Sauces like this one are classic preparations from Central and Southern Mexico. I first learned to make it- and various relishy guaje salsas- in Guerrero, though this recipe is based on one from Puebla. It couldn't be simpler or the flavor more impressive; my method for searing the chicken on the grill, then baking it with the sauce, marries smokiness with the toastiness of seeds, while freeing the cook from last-minute grill duty. Serve with black beans and make Modern Mexican Chocolate Flan for dessert. You'll have a special meal, every bit of which can be done well ahead.
1. The sauce. Roast the tomatoes on a baking sheet 4 inches below a very hot broiler until blackened on one side, about 6 minutes, then flip them over and roast them on the other side. Cool and peel, collecting all juices with the tomatoes. While the tomatoes are roasting, roast the chiles and garlic directly in an ungreased, heavy, large (10-inch) skillet over medium heat, turning occasionally, until soft (they'll blacken in spots): 5 to 10 minutes for the chiles, about 15 minutes for the garlic. Cool, then pull the stems from the chiles, peel the garlic and roughly chop the two.

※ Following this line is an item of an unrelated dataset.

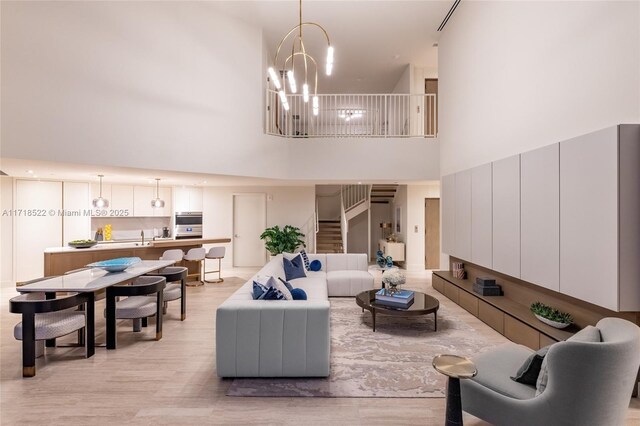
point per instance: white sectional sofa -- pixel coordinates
(286, 338)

With the skillet still over medium heat, toast the guaje seeds, stirring nearly constantly, until toasty smelling and all have darkened a bit (most of them will pop from flat to oval in shape), about 3 to 4 minutes. Save a couple of tablespoons for garnish, then pour the rest into a blender, along with the tomatoes and their juices, chiles, garlic, and 1/2 cup of the broth. Blend to a smooth puree.
2. Grilling the chicken. Light a charcoal fire and let it burn until coals are all very hot and covered with gray ash. Brush the chicken with a little oil and sprinkle with salt. Lay the chicken on well-oiled grill grates 8 inches from the heat and sear for a minute or so on one side (until nicely browned), then flip and sear the other side; your goal is to sear in that smoky grilled flavor without completely cooking the chicken.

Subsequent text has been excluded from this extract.